Given that Ecuador has not yet enacted a law regulating the right to prior consultation, the Court took the opportunity to examine the scope and application of the constitutional right to prior consultation, and held that :

  • The prior consultation obligation is not limited to plans or projects within indigenous lands, but also to those that may affect indigenous lands environmentally or culturally, due to the broad scope of the Article 57(7) of the Constitution. In response to the respondents’ argument that the mining concessions were outside the official territorial boundaries of the A’I Cofán community, the Court held that the A’I Cofán community had property rights over their territories of possession. ancestral and not exclusively on what the State had designated as the territorial boundaries of their community.
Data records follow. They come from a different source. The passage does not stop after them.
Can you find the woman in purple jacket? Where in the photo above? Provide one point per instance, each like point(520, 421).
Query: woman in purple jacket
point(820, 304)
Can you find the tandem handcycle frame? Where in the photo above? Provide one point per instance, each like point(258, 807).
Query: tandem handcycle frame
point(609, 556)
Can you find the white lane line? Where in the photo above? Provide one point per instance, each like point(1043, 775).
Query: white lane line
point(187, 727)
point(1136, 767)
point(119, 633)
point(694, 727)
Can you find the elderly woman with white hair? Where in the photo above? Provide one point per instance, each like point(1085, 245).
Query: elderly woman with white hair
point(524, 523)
  • The essential elements of “prior, free and informed”1 consultation that the State must respect are: a) the need to allow sufficient time for the indigenous peoples involved to gather information and discuss the issues that are consulted; b) good faith and the objective of reaching an agreement, without coercion, intimidation, pressure or manipulation by the State with the indigenous peoples, before or during the consultation process; c) adequate and accessible consultation; d) an environmental impact study, and e) an informed consultation.
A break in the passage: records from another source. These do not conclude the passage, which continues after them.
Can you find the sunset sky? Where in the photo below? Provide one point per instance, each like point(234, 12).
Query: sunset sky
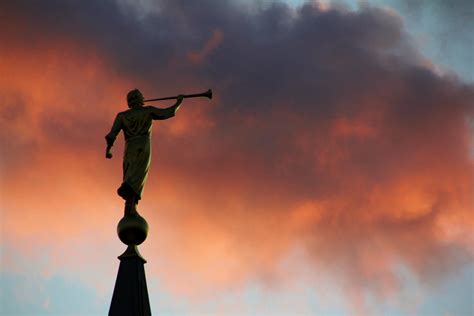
point(331, 174)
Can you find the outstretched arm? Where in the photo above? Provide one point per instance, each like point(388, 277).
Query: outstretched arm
point(163, 114)
point(112, 135)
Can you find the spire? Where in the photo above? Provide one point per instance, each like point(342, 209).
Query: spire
point(130, 296)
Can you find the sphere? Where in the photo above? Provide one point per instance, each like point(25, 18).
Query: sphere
point(132, 229)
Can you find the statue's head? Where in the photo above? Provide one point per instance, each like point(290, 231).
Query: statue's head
point(135, 98)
  • In this sense, the Court has established that the information provided to indigenous peoples in the context of prior consultation must be clear and accessible and, where necessary, transmitted by authorized interpreters or in a language allowing members of the peoples and communities concerned to fully understand the information.

Finally, the Court explained two potential scenarios following the conclusion of a consultation process:

  • If indigenous communities consent to the underlying project after prior consultation, the State must ensure open communication channels and effective participation of indigenous peoples throughout the project implementation process. In addition, the Court determined that communities should derive benefits from these projects, as well as be compensated for the social, cultural and environmental damages they may suffer as a result of extractive activities.
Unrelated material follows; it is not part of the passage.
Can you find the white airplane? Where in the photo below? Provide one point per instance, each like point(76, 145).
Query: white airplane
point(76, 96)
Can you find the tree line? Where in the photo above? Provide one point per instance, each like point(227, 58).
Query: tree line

  • If it is not possible to obtain the consent of the communities and it is nevertheless decided to go ahead with a project, the State is required to give objective, reasonable and proportionate reasons why it was not possible to accommodate the project or modify it according to the concerns, requests and proposals expressed by the communities that would be affected2 The Court also warned that under no circumstances can a project be carried out that generates excessive sacrifices to the collective rights of communities and nature.

Potential Implications of Decisions

The decisions establish a stricter framework of requirements for the development of extractive projects in Ecuador – which could be reinforced by future regulations on extractive industries permits if, for example, public bodies adopt the parameters set out in the Los Cedros decision. . In particular, the requirements relating to the prior and free consultation of the public and indigenous communities increase the burden imposed on private companies to demonstrate that their activities do not harm the areas in which they plan to operate in order to avoid the risk of their licenses revoked.

The decisions further confirm that companies and government are both responsible for ensuring that environmental and community rights are considered in their investment analysis and that proposed extractive activities will not damage areas affected by the disaster. ‘investment.

The requirement for prior consultation is likely to cause delays in starting new projects in the country, as well as subjecting investors to stricter scrutiny from the courts when assessing their impact on affected areas and communities.

Footnotes

1 To see ILO Convention No. 169 and Declaration on the Rights of Indigenous Peoples. Available at: https://www.ilo.org/dyn/normlex/en/f?p=NORMLEXPUB:12100:0::NO::P12100_ILO_CODE:C169.

2 To see Article 83 of the Organic Law on Citizen Participation. Available at: https://www.oas.org/juridico/pdfs/mesicic4_ecu_org6.pdf.

The content of this article is intended to provide a general guide on the subject. Specialist advice should be sought regarding your particular situation.